66 % des électeurs soutenant le parti de gauche dure La France insoumise (LFI), qui se méfie habituellement de toute intervention militaire, ont déclaré qu’ils soutenaient l’augmentation du budget.
Quant aux sympathisants du Rassemblement national (RN), parti d’extrême droite, un peu plus de la moitié d’entre eux se déclarent favorables à l’augmentation des dépenses militaires.
Quelle est la position des autres partis ?
Si la plupart des députés de la chambre basse du parlement français ont exprimé leur soutien à l’Ukraine en particulier, des divisions politiques subsistent.
La semaine dernière, les législateurs ont débattu de la position de la France sur l’Ukraine et de l’opportunité d’envoyer des troupes de maintien de la paix sur le terrain. Marine Le Pen, chef de file du RN, a déclaré que si elle était favorable à l’aide à l’Ukraine, elle estimait que la France devait donner la priorité à ses intérêts nationaux.

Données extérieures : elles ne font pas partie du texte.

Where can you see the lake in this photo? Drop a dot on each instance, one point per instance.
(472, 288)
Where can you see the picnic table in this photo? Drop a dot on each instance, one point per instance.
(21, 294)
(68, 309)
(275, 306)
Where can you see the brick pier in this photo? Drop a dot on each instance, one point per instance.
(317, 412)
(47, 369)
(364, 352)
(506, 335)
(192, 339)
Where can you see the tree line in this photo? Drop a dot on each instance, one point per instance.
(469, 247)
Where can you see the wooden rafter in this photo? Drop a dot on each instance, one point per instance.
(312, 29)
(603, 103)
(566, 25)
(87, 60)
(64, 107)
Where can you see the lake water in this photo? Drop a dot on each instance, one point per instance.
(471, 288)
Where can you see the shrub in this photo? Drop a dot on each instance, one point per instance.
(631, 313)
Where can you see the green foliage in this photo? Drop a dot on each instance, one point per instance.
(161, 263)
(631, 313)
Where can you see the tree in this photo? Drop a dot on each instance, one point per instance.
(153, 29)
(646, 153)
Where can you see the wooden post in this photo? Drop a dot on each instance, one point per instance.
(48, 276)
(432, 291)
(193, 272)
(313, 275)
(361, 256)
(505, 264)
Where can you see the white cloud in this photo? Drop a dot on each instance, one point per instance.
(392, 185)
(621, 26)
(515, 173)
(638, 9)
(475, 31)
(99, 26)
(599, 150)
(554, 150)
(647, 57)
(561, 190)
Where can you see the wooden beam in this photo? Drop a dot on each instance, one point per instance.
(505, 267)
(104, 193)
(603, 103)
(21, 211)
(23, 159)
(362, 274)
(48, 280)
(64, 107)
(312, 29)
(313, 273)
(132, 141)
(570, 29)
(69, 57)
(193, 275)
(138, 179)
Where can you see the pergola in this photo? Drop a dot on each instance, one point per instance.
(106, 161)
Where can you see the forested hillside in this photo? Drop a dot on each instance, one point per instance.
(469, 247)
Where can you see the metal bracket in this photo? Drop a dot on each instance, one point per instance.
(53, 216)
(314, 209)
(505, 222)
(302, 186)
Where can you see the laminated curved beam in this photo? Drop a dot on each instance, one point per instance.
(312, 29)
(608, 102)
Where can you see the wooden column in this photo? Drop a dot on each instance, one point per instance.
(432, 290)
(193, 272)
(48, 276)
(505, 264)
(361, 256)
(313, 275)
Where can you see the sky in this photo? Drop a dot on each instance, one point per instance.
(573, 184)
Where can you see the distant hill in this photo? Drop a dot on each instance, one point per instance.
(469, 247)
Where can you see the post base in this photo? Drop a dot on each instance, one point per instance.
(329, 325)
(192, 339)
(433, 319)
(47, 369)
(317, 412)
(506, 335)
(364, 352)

Elle a également rejeté une stratégie de défense européenne unifiée et s’est opposée à toute suggestion d’envoyer des troupes françaises en Ukraine.
De leur côté, le Parti socialiste et les Verts se sont alignés sur le gouvernement, estimant que l’Europe devait renforcer sa souveraineté militaire. Le chef de file des socialistes, Olivier Faure, a déclaré qu’il était opposé à toute mesure qui ferait peser le fardeau sur les citoyens français.
En revanche, il a proposé de taxer les entreprises et de sévir contre les pays de l’UE qui servent de paradis fiscaux aux grandes entreprises technologiques, en particulier l’Irlande et le Luxembourg.
La députée LFI Alma Dufour, quant à elle, s’est inquiétée du fait que l’augmentation des dépenses militaires profiterait en fin de compte à l’industrie de la défense américaine.
“Nous ne sommes pas opposés à ce que la France et l’Europe se réarment”, a-t-elle déclaré lors d’une interview accordée à Franceinfo. “La question est la suivante : si nous dépensons 40 milliards d’euros cette année en équipements militaires, où iront-ils ? Aux Etats-Unis”.
Lundi, un rapport de l’Institut international de recherche sur la paix de Stockholm a montré que 64 % des importations d’armes en Europe provenaient des États-Unis, suivis par la France, la Corée du Sud, l’Allemagne et Israël.
Alma Dufour a proposé d’augmenter l’impôt sur les milliardaires, affirmant qu’une taxe de 2 % sur les 500 personnes les plus riches de France pourrait générer 25 milliards d’euros, ce qui mettrait la France en bonne voie pour réaliser les ambitions de M. Macron en matière de dépenses militaires.